Formula 1 rivals Mercedes and Ferrari agree that the sport should think hard before waving goodbye to the German market.
Although Audi is entering F1 in 2026, with Porsche looking to follow suit, there is no longer a German GP and quadruple world champion Sebastian Vettel is retiring.
Mercedes aside, it leaves Mick Schumacher as potentially the last German presence on the grid next year – but he looks in doubt of securing a race seat.
“It’s crazy to think about,” Red Bull team boss Christian Horner told Bild newspaper when contemplating Germany’s demise in Formula 1.
“After all those years with Michael Schumacher and Sebastian Vettel, it would be very unusual.
“Germany is an important market for us and Max Verstappen shows what enthusiasm a driver can generate in a country. It’s certainly comparable to Schumacher in Germany.”
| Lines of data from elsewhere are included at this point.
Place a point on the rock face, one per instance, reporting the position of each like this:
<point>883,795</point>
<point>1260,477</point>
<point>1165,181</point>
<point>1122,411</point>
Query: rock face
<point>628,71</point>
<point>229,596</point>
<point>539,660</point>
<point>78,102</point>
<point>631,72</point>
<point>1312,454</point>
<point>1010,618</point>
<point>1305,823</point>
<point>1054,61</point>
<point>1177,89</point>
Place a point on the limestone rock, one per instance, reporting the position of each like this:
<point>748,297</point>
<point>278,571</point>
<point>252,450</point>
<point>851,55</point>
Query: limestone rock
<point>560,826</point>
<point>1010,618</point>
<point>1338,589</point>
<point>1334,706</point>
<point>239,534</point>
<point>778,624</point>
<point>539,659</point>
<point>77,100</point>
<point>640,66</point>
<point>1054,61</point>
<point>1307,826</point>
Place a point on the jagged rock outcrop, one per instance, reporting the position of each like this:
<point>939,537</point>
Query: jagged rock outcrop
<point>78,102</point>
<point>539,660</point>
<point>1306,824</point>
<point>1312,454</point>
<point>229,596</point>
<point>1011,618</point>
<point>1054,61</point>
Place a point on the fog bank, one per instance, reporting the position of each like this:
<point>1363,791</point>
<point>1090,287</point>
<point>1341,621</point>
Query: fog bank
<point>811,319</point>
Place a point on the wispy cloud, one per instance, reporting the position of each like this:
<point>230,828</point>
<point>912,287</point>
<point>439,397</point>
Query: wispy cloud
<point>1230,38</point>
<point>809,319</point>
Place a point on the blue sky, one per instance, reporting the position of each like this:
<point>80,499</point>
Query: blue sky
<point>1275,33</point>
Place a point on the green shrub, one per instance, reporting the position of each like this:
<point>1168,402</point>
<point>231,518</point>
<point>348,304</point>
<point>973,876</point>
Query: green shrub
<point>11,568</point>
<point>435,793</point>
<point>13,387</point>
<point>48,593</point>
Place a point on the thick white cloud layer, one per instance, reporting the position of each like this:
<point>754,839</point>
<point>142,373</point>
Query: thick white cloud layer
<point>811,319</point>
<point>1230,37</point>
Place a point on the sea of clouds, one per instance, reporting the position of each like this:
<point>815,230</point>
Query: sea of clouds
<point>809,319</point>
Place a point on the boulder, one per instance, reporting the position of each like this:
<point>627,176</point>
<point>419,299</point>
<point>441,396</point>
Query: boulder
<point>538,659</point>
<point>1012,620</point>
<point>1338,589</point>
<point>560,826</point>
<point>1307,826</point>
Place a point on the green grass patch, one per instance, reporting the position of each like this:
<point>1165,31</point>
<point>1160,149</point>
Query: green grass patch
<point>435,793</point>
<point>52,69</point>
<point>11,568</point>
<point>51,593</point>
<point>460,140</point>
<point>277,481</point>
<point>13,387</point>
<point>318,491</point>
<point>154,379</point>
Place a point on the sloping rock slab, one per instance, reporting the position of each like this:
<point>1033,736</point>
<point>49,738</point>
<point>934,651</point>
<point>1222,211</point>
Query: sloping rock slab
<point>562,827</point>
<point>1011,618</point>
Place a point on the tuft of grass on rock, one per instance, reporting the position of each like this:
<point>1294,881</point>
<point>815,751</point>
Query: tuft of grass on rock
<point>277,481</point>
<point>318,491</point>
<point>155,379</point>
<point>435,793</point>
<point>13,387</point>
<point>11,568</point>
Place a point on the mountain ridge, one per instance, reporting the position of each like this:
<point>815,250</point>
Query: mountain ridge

Mercedes boss Toto Wolff, meanwhile, this week denied that he would be personally asking his friends at Mercedes-powered Williams to rescue Mick Schumacher’s career.
But he does admit: “We need a German driver and I would also like a race in Germany. We absolutely have to find a solution for that.
“Germany is an important market that must be preserved.”
Wolff insists that Schumacher, the 23-year-old Haas driver, deserves to keep his seat for 2023.
“He has a great personality and is talented and fast,” he said. “He just needs more time.”